London guy picture London guy · Feb 25, 2015 · Viewed 44.8k times · Source

I am using the LogisticRegression() method in scikit-learn on a highly unbalanced data set. I have even turned the class_weight feature to auto.

I know that in Logistic Regression it should be possible to know what is the threshold value for a particular pair of classes.

Is it possible to know what the threshold value is in each of the One-vs-All classes the LogisticRegression() method designs?

I did not find anything in the documentation page.

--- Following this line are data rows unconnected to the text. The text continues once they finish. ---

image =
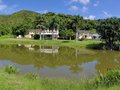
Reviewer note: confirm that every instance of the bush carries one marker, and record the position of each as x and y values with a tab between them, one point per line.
36	36
112	77
10	69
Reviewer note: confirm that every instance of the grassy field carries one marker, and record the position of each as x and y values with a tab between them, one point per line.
23	82
73	43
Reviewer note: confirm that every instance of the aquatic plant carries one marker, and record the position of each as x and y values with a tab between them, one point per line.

Does it by default apply the 0.5 value as threshold for all the classes regardless of the parameter values?

Answer

jazib jamil picture jazib jamil · May 15, 2018

There is a little trick that I use, instead of using model.predict(test_data) use model.predict_proba(test_data). Then use a range of values for thresholds to analyze the effects on the prediction;

pred_proba_df = pd.DataFrame(model.predict_proba(x_test))
threshold_list = [0.05,0.1,0.15,0.2,0.25,0.3,0.35,0.4,0.45,0.5,0.55,0.6,0.65,.7,.75,.8,.85,.9,.95,.99]
for i in threshold_list:
    print ('\n******** For i = {} ******'.format(i))
    Y_test_pred = pred_proba_df.applymap(lambda x: 1 if x>i else 0)
    test_accuracy = metrics.accuracy_score(Y_test.as_matrix().reshape(Y_test.as_matrix().size,1),
                                           Y_test_pred.iloc[:,1].as_matrix().reshape(Y_test_pred.iloc[:,1].as_matrix().size,1))
    print('Our testing accuracy is {}'.format(test_accuracy))

    print(confusion_matrix(Y_test.as_matrix().reshape(Y_test.as_matrix().size,1),
                           Y_test_pred.iloc[:,1].as_matrix().reshape(Y_test_pred.iloc[:,1].as_matrix().size,1)))

Best!